The quantitative responses studied were growth rate, biomass productivity, nutrient (phosphate and nitrate) removal efficiency, mass removal extent and rate, carotenoid, total amino acid and lipid profiles, total FA, TP, total pigments, and TC, as well as the evolution of these contents across the different stages of 14-day microalgal cultivations. All results are presented as mean values, with their corresponding standard deviations (SD), in the cases where n ≥ 3, or standard errors (SE) where n ≤ 2. Data treatment was performed with Minitab and Excel. Statistical differences were determined where n ≥ 3 by two-way analysis of variance (ANOVA) with interaction, followed by Tukey’s HSD (honestly significant difference) test at p < 0.05. Values sharing the same letter are not significantly different. The plots in the Results section were created using the Seaborn and Matplotlib libraries in Python.

4. Conclusions

The main output of this study is a versatile and multifaceted database on the response of C. vulgaris CCAP 211/11B to variations in temperature and N:P ratio, defined by a CCD. Twelve 14-day experiments were conducted, and fractions of the biomass were harvested on days 0, 4, 7 and 14.

Biomass productivity was optimal (122.27 mg_dw L^-1 d^-1) at day 4, the end of the early-exponential stage at the lowest temperature level. The N:P level apparently showed no influence upon this response. The intracellular content in TP depended on both T and N:P factors, and the productivity in TP attained its maximum (26.9 mg L^-1 d^-1) by day 4, at the lowest temperature and highest N:P ratio. This confirms the consensus that proteins are typically prioritized at near-optimal conditions for growth. It was also anticipated that excess nitrogen would result in higher protein production, since it is a crucial nutrient for these macromolecules. Total FA and TC productivities exhibit inverse relationships with temperature (maximum values of 26.4 mg L^-1 d^-1 and 16.0 mg L^-1 d^-1, respectively), which can be attributed to the impact of the steep changes in biomass concentrations masking the trends of composition changes.

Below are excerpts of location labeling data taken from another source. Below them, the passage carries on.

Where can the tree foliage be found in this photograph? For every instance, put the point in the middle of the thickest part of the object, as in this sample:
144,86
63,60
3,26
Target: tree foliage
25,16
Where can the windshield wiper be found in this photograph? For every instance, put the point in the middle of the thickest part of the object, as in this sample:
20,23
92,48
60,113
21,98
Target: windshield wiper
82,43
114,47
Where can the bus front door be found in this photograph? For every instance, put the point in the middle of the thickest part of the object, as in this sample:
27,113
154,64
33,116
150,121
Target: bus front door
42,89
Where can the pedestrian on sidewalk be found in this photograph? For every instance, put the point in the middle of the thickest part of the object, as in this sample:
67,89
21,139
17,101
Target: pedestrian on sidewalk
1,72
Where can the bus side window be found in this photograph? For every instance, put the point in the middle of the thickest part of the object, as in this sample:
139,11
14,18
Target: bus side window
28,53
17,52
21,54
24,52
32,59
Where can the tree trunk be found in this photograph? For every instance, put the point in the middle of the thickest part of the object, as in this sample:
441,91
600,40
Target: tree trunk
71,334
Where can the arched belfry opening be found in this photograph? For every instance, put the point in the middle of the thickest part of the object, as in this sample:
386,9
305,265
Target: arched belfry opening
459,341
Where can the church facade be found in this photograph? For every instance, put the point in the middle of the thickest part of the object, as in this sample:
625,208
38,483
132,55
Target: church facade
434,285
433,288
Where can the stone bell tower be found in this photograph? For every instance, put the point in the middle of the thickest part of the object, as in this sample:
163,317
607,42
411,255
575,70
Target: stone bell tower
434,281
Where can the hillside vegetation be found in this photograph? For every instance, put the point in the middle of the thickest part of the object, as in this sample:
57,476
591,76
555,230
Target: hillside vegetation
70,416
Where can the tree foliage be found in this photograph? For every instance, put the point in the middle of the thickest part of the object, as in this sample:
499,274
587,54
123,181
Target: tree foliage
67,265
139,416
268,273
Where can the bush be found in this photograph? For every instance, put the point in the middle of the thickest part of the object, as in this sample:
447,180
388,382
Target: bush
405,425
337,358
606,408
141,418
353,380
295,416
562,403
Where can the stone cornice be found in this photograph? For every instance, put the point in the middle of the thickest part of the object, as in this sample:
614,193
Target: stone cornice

Finally, a brief analysis of the FA, the carotenoid, and the amino acid profiles was conducted. In all of them, increased variability was apparent along the cultivation period, although the specific influence of temperature and N:P was not dissected in the present work. The fact that PUFAs had the largest share of the FA profile – and, among them, two essential fatty acids (ALA and LA) shared the most significant portion, should be outlined. Lutein was undoubtedly dominant among the analyzed carotenoids; among the amino acids, several of them were essential nutrients, and ARG stood out by having an up to 25 % section of the profile, depending on the cultivation conditions.